Galvani, Aloisio, or Luigi, the celebrated discoverer of galvanism, or, as he himself called it, "animal electricity," was born at Bologna in Italy in 1737. In his youth he gave evidence of a strongly devotional cast of thought, and he was accordingly educated with a view to taking orders. He changed his plans, however, and studied medicine at the university of his native town. Shortly after graduation, he obtained a public appointment as a medical lecturer, and increased his fame by publishing his Observations on the Organs of Hearing in Birds; Observations on Galvanism the Urinary Organs, and by various contributions to the transactions of the university. An event, however, apparently accidental in its origin, occurred, which directed into a new channel the study of electrical science, and identified the name of Galvani with one of the most important branches of that great department of physics. His wife was preparing frogs for soup, and having skinned the animals, had placed them near the conductor of a newly charged electrical machine. Happening to touch them with a scalpel which had been in contact with the machine, she saw to her surprise the muscles of the frogs convulsed with violent spasmodic action. Galvani repeated the experiment in a variety of forms, and came to the conclusion that there existed what he called an "animal electricity" both in nerves and muscles. To this erroneous idea he clung through life, even after it had been disproved by his countryman Volta and other experimenters. He took great pains to develop his theory in regard to the phenomena in question as fully as possible, by publishing in 1791 his Commentarius de viribus electricitatis in motu musculari. The purport of this work, and its influence on electrical science, are fully discussed under ELECTRICITY.
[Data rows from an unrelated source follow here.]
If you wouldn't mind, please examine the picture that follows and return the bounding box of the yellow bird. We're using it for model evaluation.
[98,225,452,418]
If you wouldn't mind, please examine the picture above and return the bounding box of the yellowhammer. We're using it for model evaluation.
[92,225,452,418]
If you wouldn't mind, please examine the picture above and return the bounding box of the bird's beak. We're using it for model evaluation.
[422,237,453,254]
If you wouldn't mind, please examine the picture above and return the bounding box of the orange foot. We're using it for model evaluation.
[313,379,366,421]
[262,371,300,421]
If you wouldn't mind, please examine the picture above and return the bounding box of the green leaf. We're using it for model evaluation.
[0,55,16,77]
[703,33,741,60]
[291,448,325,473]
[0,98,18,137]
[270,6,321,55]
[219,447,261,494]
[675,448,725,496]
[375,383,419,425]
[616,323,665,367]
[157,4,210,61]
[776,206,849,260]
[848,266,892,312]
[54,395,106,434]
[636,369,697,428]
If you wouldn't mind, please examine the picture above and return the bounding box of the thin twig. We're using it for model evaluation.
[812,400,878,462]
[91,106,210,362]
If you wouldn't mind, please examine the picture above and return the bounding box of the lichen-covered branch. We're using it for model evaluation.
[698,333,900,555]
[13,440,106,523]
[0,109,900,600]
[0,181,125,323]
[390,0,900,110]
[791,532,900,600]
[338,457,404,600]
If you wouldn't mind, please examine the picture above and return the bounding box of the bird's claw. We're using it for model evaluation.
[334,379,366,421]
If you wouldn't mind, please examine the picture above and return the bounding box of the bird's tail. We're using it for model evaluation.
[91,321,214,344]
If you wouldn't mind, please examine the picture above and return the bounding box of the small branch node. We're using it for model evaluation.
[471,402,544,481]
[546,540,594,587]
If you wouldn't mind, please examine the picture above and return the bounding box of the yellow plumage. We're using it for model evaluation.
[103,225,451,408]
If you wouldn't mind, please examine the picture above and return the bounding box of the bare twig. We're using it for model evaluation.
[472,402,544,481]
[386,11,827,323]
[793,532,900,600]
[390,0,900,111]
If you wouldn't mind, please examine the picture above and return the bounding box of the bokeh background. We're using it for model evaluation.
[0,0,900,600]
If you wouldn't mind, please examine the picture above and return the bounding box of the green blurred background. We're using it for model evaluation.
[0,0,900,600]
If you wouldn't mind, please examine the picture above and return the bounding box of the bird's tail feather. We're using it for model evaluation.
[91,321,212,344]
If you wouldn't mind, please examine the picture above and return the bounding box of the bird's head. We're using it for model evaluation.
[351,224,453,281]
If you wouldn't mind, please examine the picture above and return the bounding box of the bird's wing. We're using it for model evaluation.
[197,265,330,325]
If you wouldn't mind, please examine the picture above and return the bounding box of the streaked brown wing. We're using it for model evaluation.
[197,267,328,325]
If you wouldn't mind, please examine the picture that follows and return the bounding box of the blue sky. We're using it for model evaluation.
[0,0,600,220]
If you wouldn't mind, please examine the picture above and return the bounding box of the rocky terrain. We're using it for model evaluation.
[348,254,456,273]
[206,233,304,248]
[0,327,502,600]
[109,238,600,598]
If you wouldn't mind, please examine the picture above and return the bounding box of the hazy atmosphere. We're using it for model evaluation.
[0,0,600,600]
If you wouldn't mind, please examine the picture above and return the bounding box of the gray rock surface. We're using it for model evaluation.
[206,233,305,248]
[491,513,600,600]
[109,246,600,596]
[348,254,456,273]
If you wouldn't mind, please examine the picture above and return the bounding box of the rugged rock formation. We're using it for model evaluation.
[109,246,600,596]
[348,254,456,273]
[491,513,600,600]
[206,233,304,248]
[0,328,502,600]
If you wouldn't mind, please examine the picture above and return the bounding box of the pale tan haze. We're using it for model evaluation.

In 1797 Galvani made a tour of the shores of the Mediterranean, with a view to verifying his theory by experiments on the electric eel. Soon after returning home he lost his wife; and his affliction was enhanced by his being expelled from his chair for refusing to take the oaths of allegiance when Bologna was incorporated with the Cisalpine Republic. His health and spirits gave way under these calamities, and though he was ultimately reinstated in his professorship, his death, in 1798, prevented him from profiting by his good fortune.